Organisée en partenariat avec le laboratoire CIM (Communication, Information, Médias), l’école doctorale Arts et Médias et l’Institut de la Communication et des Médias de l’Université Sorbonne Nouvelle - Paris 3.
En 2001, M6 importe le concept innovant de télé-réalité à la télévision française avec l’adaptation de l’émission anglo-saxonne Big Brother. En produisant Loft Story, M6 ouvre un nouveau créneau de production dans le paysage télévisuel français et propose un archétype de la télé-réalité. Prise comme une forme d’ « idéal type » de la télé-réalité, l’émission Loft Story suscite l’attention du public et des médias en cristallisant de nombreuses controverses, participant à la « panique morale » suscitée par la télé-réalité à travers l’Europe (Biltereyst, 2004). Entre concept libérateur des contraintes télévisuelles traditionnelles et nouvel avatar de la trash tv, son implantation en France est sanctionnée par la construction d’une image négative du genre (Segré, 2008) dans les médias : les écrits dénigrant la télé-réalité se multiplient, remobilisant les arguments académiques classiques de la théorie critique d’une télévision « abrutissante » voire « aliénante », de faible qualité esthétique. Le foisonnement des discours pourtant incite à prendre en compte l’ampleur du phénomène dès sa diffusion et à reconnaître son statut d’objet scientifique à part entière ouvrant la question des modes de réception (Mehl, 2003) et de socialisation (Duret, de Singly, 2003) qui lui sont liés. Il invite également à interroger les codes ou les règles caractéristiques qui ont pu donner naissance à un genre télévisuel singulier. Loft Story ouvre la voie à d’autres émissions qui reposent sur les mêmes logiques. La télé-réalité semble se décliner au début des années 2000 sous plusieurs formes, toutes ayant pour trait commun d’isoler les candidats du monde extérieur pour les mettre dans une situation reproduisant la réalité, sous l’œil des caméras. Des émissions telles la Star Academy ou Koh Lanta ajoutent à ces codes la fibre compétitive, qui allie réalisation et dépassement de soi des candidats.

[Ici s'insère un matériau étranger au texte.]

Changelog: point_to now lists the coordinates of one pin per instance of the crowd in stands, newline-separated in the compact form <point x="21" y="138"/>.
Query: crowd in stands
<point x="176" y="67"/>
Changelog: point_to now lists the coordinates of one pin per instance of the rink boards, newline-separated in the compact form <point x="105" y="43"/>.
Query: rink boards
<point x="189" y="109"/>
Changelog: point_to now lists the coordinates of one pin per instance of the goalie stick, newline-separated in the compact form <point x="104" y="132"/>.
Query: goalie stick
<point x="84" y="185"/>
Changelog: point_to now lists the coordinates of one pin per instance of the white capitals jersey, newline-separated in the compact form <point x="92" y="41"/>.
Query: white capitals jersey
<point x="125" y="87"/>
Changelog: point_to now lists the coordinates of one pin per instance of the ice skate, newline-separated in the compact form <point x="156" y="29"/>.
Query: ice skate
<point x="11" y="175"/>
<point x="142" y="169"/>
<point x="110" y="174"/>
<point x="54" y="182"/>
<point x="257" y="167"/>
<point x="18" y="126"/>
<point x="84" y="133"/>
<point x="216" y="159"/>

Aujourd’hui, après une première vague apparemment homogène, il semble que la télé-réalité s’oriente vers une hybridation du genre. D’une part, des émissions non catégorisées télé-réalité – comme la Nouvelle Star, icône de la télé crochet – intègrent des éléments de télé-réalité en isolant leurs candidats et en proposant des reportages sur leur vie quotidienne hors plateau. D’autre part, les émissions de télé-réalité « classiques » font montre d’une scénarisation croissante, qui leur donne un aspect feuilletonesque, rapprochant sensiblement leur construction des séries télévisées. Parmi les émissions récentes, Secret Story se distingue par des rebondissements permanents, engrangés par la production de l’émission, qui mobilisent la participation active des candidats. Cette hybridation se caractérise par un trouble dans les frontières séparant télé-réalité et autres genres télévisuels proches. Comment, dès lors, peut-on identifier la téléréalité ? Les codes fondateurs des premiers temps ont-ils perduré et sous quelle forme ? Cette hybridation invite à l’analyse des transferts entre les genres télévisuels, notamment avec la mise en scène de plus en plus commune de l’ « intimité » (Mehl, 1996) et la mise en situation réelle dans les émissions auparavant non classées parmi la télé-réalité. Elle encourage par ailleurs à interroger la manière dont la scénarisation redessine la dichotomie fiction/réalité au sein même des émissions de télé-réalité « classique ».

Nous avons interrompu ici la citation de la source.